Qwen2.5-Coder-32B-Instruct-heretic
Abliterated (uncensored) version of Qwen/Qwen2.5-Coder-32B-Instruct,
created using Heretic and converted to GGUF.
Abliteration Quality
| Metric |
Value |
| Refusals |
4/100 |
| KL Divergence |
0.0728 |
| Rounds |
2 |
Lower refusals = fewer refused prompts. Lower KL divergence = closer to original model behavior.
Available Quantizations
Usage with Ollama
ollama run hf.co/ThalisAI/Qwen2.5-Coder-32B-Instruct-heretic:Q8_0
bf16 Weights
The full bf16 abliterated weights are available in the bf16/ subdirectory of this repository.
Usage with Transformers
The bf16 weights in the bf16/ subdirectory can be loaded directly with Transformers:
from transformers import AutoModelForCausalLM, AutoTokenizer
model_id = "ThalisAI/Qwen2.5-Coder-32B-Instruct-heretic"
tokenizer = AutoTokenizer.from_pretrained(model_id, subfolder="bf16")
model = AutoModelForCausalLM.from_pretrained(
model_id, subfolder="bf16", torch_dtype="auto", device_map="auto"
)
messages = [{"role": "user", "content": "Hello!"}]
text = tokenizer.apply_chat_template(messages, add_generation_prompt=True, tokenize=False)
inputs = tokenizer(text, return_tensors="pt").to(model.device)
outputs = model.generate(**inputs, max_new_tokens=512)

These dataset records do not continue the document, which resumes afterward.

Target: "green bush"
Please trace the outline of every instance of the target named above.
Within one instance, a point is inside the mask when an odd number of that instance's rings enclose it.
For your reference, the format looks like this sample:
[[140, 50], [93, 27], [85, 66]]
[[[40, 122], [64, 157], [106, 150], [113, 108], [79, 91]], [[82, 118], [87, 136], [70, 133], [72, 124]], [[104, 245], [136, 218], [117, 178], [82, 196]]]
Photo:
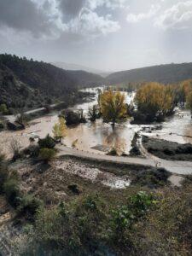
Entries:
[[56, 151], [54, 148], [41, 148], [39, 152], [40, 160], [49, 162], [55, 158]]
[[38, 140], [38, 145], [41, 148], [54, 148], [55, 146], [55, 140], [48, 134], [45, 138]]
[[9, 172], [4, 165], [0, 165], [0, 194], [3, 191], [3, 184], [8, 179]]
[[16, 179], [8, 179], [3, 184], [3, 192], [5, 193], [7, 200], [11, 206], [19, 206], [21, 194]]
[[29, 145], [23, 150], [23, 153], [30, 157], [38, 157], [40, 148], [38, 145]]
[[0, 113], [2, 114], [9, 114], [9, 110], [6, 104], [0, 105]]
[[117, 149], [113, 148], [107, 154], [113, 156], [118, 155]]
[[28, 220], [34, 220], [34, 215], [42, 206], [43, 202], [39, 199], [32, 195], [24, 195], [17, 208], [17, 214], [19, 217], [25, 216]]

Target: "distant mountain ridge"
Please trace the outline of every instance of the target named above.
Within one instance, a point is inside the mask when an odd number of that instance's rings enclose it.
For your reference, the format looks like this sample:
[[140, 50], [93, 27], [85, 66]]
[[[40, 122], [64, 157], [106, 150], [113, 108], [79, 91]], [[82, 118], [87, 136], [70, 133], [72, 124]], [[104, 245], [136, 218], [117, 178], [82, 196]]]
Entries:
[[192, 79], [192, 63], [165, 64], [116, 72], [109, 74], [106, 80], [109, 84], [129, 82], [177, 83]]
[[66, 71], [43, 61], [0, 55], [0, 104], [32, 108], [61, 99], [73, 103], [79, 88], [98, 86], [103, 78], [84, 71]]
[[70, 71], [85, 71], [88, 73], [96, 73], [98, 74], [103, 78], [107, 77], [108, 75], [109, 75], [111, 73], [111, 72], [103, 72], [102, 70], [98, 70], [96, 68], [91, 68], [91, 67], [88, 67], [83, 65], [79, 65], [79, 64], [73, 64], [73, 63], [67, 63], [67, 62], [51, 62], [50, 64], [62, 68], [64, 70], [70, 70]]

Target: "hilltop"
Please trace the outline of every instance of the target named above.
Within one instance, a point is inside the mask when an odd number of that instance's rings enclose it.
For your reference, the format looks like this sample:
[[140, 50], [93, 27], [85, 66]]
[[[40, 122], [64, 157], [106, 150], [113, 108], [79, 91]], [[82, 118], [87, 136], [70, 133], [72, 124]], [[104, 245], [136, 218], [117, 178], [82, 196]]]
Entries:
[[106, 79], [110, 84], [131, 82], [177, 83], [192, 79], [192, 63], [166, 64], [113, 73]]
[[26, 57], [0, 55], [0, 104], [9, 108], [40, 107], [55, 99], [72, 102], [78, 89], [102, 84], [84, 71], [66, 71]]

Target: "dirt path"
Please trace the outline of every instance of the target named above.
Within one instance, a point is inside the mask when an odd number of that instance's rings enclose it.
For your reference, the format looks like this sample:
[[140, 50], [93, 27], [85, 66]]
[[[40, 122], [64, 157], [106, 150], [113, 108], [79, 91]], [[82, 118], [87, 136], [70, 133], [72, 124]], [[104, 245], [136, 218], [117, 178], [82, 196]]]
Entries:
[[89, 153], [85, 151], [79, 151], [75, 148], [65, 147], [62, 145], [58, 145], [57, 148], [60, 150], [58, 156], [61, 155], [73, 155], [77, 157], [81, 157], [84, 159], [108, 160], [121, 164], [137, 164], [142, 166], [156, 166], [158, 163], [158, 167], [164, 167], [167, 171], [177, 173], [177, 174], [192, 174], [192, 162], [189, 161], [172, 161], [159, 159], [148, 154], [144, 148], [141, 145], [142, 153], [146, 156], [145, 159], [136, 158], [136, 157], [122, 157], [122, 156], [110, 156], [103, 155], [100, 154]]

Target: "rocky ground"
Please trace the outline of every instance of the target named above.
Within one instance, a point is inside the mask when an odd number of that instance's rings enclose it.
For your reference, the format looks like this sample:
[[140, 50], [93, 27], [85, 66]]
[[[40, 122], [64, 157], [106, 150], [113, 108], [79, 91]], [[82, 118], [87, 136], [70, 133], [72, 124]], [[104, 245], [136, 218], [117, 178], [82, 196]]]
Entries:
[[192, 160], [192, 144], [180, 144], [162, 139], [143, 137], [143, 145], [152, 154], [168, 160]]

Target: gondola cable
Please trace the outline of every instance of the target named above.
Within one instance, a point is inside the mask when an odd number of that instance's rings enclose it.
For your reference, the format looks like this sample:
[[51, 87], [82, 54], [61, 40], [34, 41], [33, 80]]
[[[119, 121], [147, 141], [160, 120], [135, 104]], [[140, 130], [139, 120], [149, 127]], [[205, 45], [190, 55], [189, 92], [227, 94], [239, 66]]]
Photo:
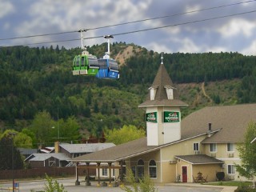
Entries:
[[[178, 16], [178, 15], [182, 15], [182, 14], [191, 14], [191, 13], [195, 13], [195, 12], [199, 12], [199, 11], [204, 11], [204, 10], [209, 10], [223, 8], [223, 7], [226, 7], [226, 6], [236, 6], [236, 5], [252, 2], [255, 2], [255, 1], [256, 0], [250, 0], [250, 1], [242, 2], [237, 2], [237, 3], [232, 3], [232, 4], [228, 4], [228, 5], [214, 6], [214, 7], [210, 7], [210, 8], [197, 10], [191, 10], [191, 11], [187, 11], [187, 12], [183, 12], [183, 13], [175, 14], [171, 14], [171, 15], [166, 15], [166, 16], [156, 17], [156, 18], [146, 18], [146, 19], [137, 20], [137, 21], [134, 21], [134, 22], [122, 22], [122, 23], [118, 23], [118, 24], [114, 24], [114, 25], [98, 26], [98, 27], [94, 27], [94, 28], [88, 28], [86, 30], [99, 30], [99, 29], [103, 29], [103, 28], [112, 27], [112, 26], [122, 26], [122, 25], [132, 24], [132, 23], [136, 23], [136, 22], [146, 22], [146, 21], [155, 20], [155, 19], [159, 19], [159, 18], [170, 18], [170, 17], [174, 17], [174, 16]], [[29, 35], [29, 36], [22, 36], [22, 37], [6, 38], [0, 38], [0, 41], [20, 39], [20, 38], [29, 38], [50, 36], [50, 35], [58, 35], [58, 34], [70, 34], [70, 33], [75, 33], [75, 32], [78, 32], [78, 31], [77, 30], [71, 30], [71, 31], [59, 32], [59, 33], [51, 33], [51, 34], [36, 34], [36, 35]], [[75, 40], [78, 40], [78, 39], [75, 39]], [[67, 40], [67, 41], [69, 41], [69, 40]], [[72, 41], [72, 40], [70, 40], [70, 41]]]
[[[256, 12], [256, 10], [250, 10], [250, 11], [246, 11], [246, 12], [242, 12], [242, 13], [238, 13], [238, 14], [228, 14], [228, 15], [219, 16], [219, 17], [210, 18], [205, 18], [205, 19], [196, 20], [196, 21], [192, 21], [192, 22], [186, 22], [177, 23], [177, 24], [173, 24], [173, 25], [158, 26], [158, 27], [154, 27], [154, 28], [148, 28], [148, 29], [144, 29], [144, 30], [132, 30], [132, 31], [118, 33], [118, 34], [113, 34], [111, 35], [113, 35], [113, 36], [124, 35], [124, 34], [134, 34], [134, 33], [138, 33], [138, 32], [143, 32], [143, 31], [148, 31], [148, 30], [158, 30], [158, 29], [162, 29], [162, 28], [167, 28], [167, 27], [187, 25], [187, 24], [191, 24], [191, 23], [197, 23], [197, 22], [206, 22], [206, 21], [215, 20], [215, 19], [218, 19], [218, 18], [229, 18], [229, 17], [233, 17], [233, 16], [236, 16], [236, 15], [242, 15], [242, 14], [251, 14], [251, 13], [255, 13], [255, 12]], [[94, 38], [102, 38], [102, 37], [103, 37], [103, 35], [99, 35], [99, 36], [85, 38], [83, 39], [94, 39]], [[15, 46], [0, 46], [0, 47], [32, 46], [32, 45], [48, 44], [48, 43], [54, 43], [54, 42], [71, 42], [71, 41], [77, 41], [77, 40], [80, 40], [80, 38], [58, 40], [58, 41], [50, 41], [50, 42], [35, 42], [35, 43], [15, 45]]]

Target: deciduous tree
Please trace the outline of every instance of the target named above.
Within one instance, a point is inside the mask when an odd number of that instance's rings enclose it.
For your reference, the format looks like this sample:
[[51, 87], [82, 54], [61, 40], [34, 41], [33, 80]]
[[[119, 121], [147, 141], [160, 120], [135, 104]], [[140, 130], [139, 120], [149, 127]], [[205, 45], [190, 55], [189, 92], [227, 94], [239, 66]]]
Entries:
[[106, 130], [106, 138], [109, 142], [114, 142], [115, 145], [119, 145], [142, 138], [145, 134], [145, 130], [139, 130], [136, 126], [130, 125], [123, 126], [121, 129]]

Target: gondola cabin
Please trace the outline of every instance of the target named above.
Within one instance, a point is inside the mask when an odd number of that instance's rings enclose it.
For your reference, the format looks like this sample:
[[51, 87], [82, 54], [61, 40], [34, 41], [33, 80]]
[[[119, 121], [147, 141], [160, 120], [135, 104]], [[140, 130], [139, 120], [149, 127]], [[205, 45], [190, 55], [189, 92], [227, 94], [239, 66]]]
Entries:
[[99, 70], [96, 77], [98, 78], [119, 78], [118, 62], [112, 58], [100, 58], [98, 60]]
[[95, 76], [98, 74], [99, 69], [98, 59], [95, 56], [87, 53], [87, 51], [83, 51], [82, 54], [74, 57], [73, 61], [73, 75]]

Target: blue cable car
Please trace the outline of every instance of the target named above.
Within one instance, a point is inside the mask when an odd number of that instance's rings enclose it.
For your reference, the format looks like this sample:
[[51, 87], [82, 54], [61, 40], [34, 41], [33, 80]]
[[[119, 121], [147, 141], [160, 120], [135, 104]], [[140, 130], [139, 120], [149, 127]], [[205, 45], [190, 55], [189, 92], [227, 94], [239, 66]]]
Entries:
[[104, 36], [104, 38], [108, 39], [108, 51], [106, 53], [103, 58], [98, 59], [99, 69], [96, 77], [98, 78], [118, 79], [118, 64], [114, 59], [110, 58], [110, 38], [113, 38], [113, 36], [107, 35]]

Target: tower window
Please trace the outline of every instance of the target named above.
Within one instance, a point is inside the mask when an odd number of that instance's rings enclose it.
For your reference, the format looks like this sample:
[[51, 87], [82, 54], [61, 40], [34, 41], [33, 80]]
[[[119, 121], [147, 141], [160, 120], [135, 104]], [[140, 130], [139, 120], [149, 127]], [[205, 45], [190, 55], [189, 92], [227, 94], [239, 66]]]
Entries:
[[167, 98], [168, 99], [174, 99], [174, 87], [172, 87], [170, 86], [165, 86]]

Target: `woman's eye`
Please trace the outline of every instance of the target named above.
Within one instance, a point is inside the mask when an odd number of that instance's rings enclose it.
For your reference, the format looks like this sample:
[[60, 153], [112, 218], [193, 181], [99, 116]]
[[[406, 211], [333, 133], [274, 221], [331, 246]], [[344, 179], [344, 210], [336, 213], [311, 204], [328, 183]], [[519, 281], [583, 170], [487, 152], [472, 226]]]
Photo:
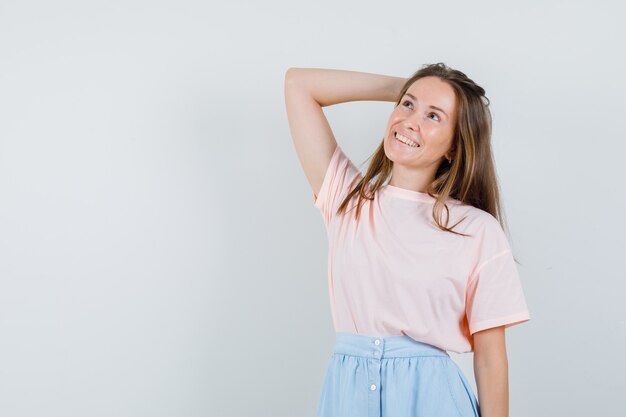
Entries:
[[439, 115], [437, 113], [431, 113], [431, 114], [434, 115], [434, 116], [437, 116], [437, 121], [440, 120]]

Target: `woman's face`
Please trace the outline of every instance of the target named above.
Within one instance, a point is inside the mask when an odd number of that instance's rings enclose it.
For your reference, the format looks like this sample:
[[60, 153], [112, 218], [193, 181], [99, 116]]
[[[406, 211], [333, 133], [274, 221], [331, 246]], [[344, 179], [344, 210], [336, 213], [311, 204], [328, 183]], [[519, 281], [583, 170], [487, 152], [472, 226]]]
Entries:
[[[443, 159], [451, 156], [456, 107], [454, 90], [437, 77], [420, 78], [409, 87], [389, 117], [383, 143], [394, 170], [399, 164], [434, 177]], [[410, 139], [412, 146], [396, 134]]]

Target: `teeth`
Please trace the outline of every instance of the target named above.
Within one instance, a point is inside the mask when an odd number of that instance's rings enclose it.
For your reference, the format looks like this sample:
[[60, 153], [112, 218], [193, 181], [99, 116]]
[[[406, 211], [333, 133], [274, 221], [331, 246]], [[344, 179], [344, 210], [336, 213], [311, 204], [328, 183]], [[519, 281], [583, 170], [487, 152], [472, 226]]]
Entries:
[[399, 134], [399, 133], [396, 133], [396, 139], [398, 139], [400, 142], [402, 142], [402, 143], [404, 143], [404, 144], [407, 144], [407, 145], [409, 145], [409, 146], [412, 146], [412, 147], [414, 147], [414, 148], [419, 148], [419, 144], [416, 144], [416, 143], [415, 143], [415, 142], [413, 142], [411, 139], [409, 139], [409, 138], [407, 138], [407, 137], [405, 137], [405, 136], [402, 136], [402, 135], [401, 135], [401, 134]]

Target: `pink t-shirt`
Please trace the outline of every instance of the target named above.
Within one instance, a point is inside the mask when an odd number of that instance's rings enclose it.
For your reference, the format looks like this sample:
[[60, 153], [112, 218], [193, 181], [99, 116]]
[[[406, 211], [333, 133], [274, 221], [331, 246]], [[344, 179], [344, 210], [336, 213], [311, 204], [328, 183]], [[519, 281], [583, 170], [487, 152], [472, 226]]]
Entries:
[[[407, 335], [458, 353], [473, 352], [472, 334], [530, 320], [509, 242], [495, 217], [448, 200], [454, 230], [437, 228], [434, 198], [392, 185], [361, 208], [352, 198], [362, 178], [337, 146], [314, 205], [328, 234], [328, 288], [335, 331], [369, 336]], [[358, 180], [357, 180], [358, 181]], [[446, 212], [443, 212], [444, 220]]]

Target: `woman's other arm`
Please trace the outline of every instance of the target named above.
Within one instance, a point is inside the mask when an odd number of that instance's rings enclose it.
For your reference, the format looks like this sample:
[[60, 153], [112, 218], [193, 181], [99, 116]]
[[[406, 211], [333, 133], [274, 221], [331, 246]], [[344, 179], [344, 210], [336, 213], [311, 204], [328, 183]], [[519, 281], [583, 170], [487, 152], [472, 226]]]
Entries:
[[317, 195], [337, 142], [322, 107], [349, 101], [395, 101], [405, 78], [323, 68], [289, 68], [285, 104], [291, 137]]
[[504, 326], [474, 333], [474, 376], [481, 417], [509, 417], [509, 363]]

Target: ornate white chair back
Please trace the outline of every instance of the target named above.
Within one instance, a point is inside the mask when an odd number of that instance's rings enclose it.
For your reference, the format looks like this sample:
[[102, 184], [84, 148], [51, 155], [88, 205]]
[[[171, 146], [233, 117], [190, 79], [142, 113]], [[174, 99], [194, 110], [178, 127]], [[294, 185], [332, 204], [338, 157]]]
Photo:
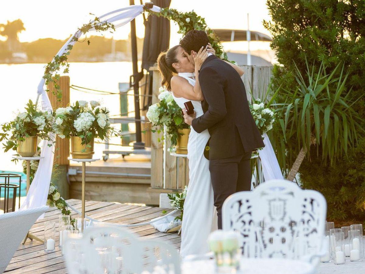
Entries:
[[323, 248], [327, 204], [323, 195], [285, 180], [260, 184], [227, 198], [223, 228], [239, 232], [247, 258], [300, 259], [316, 264]]
[[82, 238], [68, 239], [63, 248], [69, 273], [180, 273], [180, 259], [164, 243], [141, 240], [115, 227], [90, 228]]

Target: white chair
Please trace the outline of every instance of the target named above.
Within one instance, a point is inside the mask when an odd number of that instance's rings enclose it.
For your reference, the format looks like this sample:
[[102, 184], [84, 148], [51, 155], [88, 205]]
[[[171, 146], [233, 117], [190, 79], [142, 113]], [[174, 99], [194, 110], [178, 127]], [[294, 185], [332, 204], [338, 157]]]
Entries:
[[45, 206], [0, 215], [0, 273], [37, 219], [48, 208]]
[[319, 192], [273, 180], [227, 198], [222, 208], [222, 227], [240, 232], [245, 257], [300, 260], [315, 267], [326, 248], [326, 210]]
[[70, 274], [180, 273], [174, 247], [138, 240], [116, 227], [88, 228], [82, 238], [66, 240], [63, 248]]

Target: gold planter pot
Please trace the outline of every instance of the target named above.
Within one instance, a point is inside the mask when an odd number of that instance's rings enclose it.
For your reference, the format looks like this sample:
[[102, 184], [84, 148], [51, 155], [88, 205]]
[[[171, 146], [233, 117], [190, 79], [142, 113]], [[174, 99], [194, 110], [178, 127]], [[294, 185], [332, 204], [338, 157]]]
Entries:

print(tokenizer.decode(outputs[0][inputs.input_ids.shape[1]:], skip_special_tokens=True))
About
This model was processed by the Apostate automated abliteration pipeline:
- The source model was loaded in bf16
- Heretic's optimization-based abliteration was applied to remove refusal behavior
- The merged model was converted to GGUF format using llama.cpp
- Multiple quantization levels were generated
The abliteration process uses directional ablation to remove the model's refusal directions
while minimizing KL divergence from the original model's behavior on harmless prompts.